E é aquele pampeiro para fugir da chuva inesperada.
Mas nada se compara à interpretação das cores do galo:
- Nossa, ele está tão azul, deve estar chamando a chuva!
Tomara! Mais um dia com esse calor e  vou começar a acreditar que é o apocalipse!

domingo, 28 de agosto de 2011

Aviamentos

Onde me espetam, fico!
É aí que o conto Um Apólogo  do Machado de Assis  dá seu recado.
Quando era adolescente e li este texto, foi como se descobrisse o meu lugar no mundo.
Já li centenas de vezes e sempre me encanta.
Por que em um mundo de linhas e agulhas, ser uma ou outra é questão de temperamento.
E em uma caixinha de costura há lugar também para dedais, carretéis, fitinhas, massanamarias...
Não, não, nada disso. Caibo muito bem no papel de alfinete.
Somente com a ressalva de que quem me espeta onde quero ficar, sou eu mesma!

sexta-feira, 26 de agosto de 2011

"Peladinha"

Durante o periodo da Residencia Médica, em meados dos anos 80, resolvi aprender a desenhar e pintar. Precisava expressar meus sentimentos e conflitos de uma forma mais pungente que cantarolar no banheiro.
Tive vários professores e de cada um guardo lembranças muito boas e descobertas incríveis.
Pintei muito, muito mesmo.
A princípio fui aprender a desenhar. Depois usei todo tipo de material e todas as técnicas possíveis para experimentações, estudei perspectiva, cores, composições; luz e sombra e por aí andei em um mundo mágico demais para ser descrito.
Muitos anos depois, fazendo uma limpeza nas tranqueiras que vamos juntando, resolvi jogar fora umas 4 ou 5 telas desses tempos de aprendizado. Quando fui colocar o lixo lá embaixo, levei as telas que deixei encostadas no muro para que os lixeiros carregassem.
Entre elas estava a tela de uma moça nua, de uma aula com modelo vivo.
Uma hora depois fui olhar pela janela - provavelmente para dar uma baforada - e vi no meio da rua um frentista do posto da esquina carregando a minha "peladinha" debaixo do braço.

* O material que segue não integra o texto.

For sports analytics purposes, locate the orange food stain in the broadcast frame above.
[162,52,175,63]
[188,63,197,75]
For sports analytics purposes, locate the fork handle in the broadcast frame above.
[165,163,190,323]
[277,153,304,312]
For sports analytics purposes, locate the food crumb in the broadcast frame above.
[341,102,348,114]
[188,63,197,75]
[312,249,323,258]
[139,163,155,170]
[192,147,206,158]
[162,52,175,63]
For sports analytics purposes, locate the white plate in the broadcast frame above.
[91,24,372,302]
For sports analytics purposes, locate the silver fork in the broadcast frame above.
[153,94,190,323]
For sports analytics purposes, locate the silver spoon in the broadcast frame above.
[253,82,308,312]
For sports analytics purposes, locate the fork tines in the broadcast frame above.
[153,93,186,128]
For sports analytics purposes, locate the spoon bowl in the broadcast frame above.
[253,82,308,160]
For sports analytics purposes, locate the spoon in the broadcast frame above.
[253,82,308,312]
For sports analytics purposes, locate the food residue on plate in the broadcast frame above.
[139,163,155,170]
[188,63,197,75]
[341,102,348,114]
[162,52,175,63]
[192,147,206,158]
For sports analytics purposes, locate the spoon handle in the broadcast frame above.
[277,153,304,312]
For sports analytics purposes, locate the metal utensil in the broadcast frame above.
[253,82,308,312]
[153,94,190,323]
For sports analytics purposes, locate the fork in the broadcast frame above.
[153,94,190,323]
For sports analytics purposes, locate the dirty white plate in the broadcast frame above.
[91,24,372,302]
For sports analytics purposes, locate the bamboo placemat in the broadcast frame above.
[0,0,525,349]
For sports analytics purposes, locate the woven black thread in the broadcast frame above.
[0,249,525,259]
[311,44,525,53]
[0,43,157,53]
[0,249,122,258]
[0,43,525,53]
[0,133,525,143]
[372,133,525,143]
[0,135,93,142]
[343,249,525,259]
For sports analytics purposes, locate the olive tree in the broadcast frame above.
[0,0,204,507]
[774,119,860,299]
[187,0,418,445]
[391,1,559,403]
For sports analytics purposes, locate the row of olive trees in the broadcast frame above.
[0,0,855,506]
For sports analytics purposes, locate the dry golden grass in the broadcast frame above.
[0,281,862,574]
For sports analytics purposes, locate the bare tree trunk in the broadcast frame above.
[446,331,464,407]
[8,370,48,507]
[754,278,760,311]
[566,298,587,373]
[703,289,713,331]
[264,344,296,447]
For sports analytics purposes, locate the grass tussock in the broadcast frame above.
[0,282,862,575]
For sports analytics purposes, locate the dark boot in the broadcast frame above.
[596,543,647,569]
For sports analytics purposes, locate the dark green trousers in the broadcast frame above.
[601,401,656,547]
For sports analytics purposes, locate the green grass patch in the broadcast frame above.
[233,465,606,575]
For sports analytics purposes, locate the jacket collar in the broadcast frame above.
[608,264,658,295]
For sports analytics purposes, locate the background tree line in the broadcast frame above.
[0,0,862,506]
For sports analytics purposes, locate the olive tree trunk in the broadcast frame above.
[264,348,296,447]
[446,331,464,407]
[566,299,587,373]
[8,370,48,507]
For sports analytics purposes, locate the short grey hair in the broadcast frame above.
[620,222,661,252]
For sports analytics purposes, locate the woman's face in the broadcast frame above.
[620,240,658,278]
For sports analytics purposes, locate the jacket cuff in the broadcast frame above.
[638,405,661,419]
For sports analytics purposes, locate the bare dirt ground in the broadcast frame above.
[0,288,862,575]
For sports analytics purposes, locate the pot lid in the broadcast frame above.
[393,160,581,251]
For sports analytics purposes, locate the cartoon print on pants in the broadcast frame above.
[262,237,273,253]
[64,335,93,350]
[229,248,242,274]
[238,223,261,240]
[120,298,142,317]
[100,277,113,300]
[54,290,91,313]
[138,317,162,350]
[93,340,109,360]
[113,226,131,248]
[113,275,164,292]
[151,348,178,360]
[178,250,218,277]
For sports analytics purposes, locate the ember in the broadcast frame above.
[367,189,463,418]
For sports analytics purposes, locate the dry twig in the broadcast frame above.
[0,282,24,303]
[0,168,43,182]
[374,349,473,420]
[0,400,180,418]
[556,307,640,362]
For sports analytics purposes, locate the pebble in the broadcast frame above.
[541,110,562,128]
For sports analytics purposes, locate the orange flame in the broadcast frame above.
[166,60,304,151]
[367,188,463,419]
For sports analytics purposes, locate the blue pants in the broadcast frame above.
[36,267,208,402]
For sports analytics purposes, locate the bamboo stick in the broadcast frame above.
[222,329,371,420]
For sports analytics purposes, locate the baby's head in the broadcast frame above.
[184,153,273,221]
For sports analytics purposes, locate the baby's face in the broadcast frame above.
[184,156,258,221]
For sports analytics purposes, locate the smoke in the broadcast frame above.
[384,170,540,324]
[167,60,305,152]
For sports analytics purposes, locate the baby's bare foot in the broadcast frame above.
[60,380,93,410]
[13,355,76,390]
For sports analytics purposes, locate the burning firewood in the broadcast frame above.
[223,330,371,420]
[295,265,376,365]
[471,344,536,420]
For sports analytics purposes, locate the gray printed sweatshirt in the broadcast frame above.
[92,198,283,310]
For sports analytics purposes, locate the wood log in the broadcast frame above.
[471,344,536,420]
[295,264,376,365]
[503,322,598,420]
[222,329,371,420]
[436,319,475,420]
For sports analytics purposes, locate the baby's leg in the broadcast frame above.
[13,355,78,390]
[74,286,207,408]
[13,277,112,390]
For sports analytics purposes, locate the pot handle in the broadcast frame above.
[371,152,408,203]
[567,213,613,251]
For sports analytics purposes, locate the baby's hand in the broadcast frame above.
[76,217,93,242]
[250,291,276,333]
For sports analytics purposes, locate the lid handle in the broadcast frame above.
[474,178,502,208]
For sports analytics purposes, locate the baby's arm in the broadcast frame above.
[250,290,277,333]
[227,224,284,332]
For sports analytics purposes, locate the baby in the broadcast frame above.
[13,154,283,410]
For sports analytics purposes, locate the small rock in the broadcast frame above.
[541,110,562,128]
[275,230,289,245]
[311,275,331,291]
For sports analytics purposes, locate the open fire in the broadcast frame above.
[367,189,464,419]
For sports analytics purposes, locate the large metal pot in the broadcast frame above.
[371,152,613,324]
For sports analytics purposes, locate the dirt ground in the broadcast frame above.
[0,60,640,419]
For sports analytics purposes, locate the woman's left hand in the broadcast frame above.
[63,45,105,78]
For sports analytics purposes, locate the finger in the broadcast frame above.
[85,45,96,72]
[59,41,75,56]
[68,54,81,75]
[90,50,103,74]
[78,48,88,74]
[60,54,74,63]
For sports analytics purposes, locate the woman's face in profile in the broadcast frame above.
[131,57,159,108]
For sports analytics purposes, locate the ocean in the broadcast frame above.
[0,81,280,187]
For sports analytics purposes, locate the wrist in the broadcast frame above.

Achei uma delícia.
A partir daí de vez em quando olhava lá fora para ver os progressos da minha "doação".
Um último quadro acabou ficando à deriva. O patologista.
Era a pintura de um microscópio e um patologista se olhando meio pela tangente, numa perspectiva no mínimo ousada, para não dizer errônea.
Alguém passou, resolveu carregar e desistiu no meio do caminho, então o pobre quadro ficou a noite toda abandonado no meio da rua. Pensei em ir resgatá-lo e transformá-lo em pó; e não tive alento.
Mas cada vez que um carro passava pela rua de paralelepípedos e massacrava ainda mais meu pobre patologista sentia uma indescritível dor no coração.
Também pudera! Não se estraçalha assim com tanta violência nem mesmo o mais obtuso dos animais.
Porque fazê-lo com uma parte da minha vida?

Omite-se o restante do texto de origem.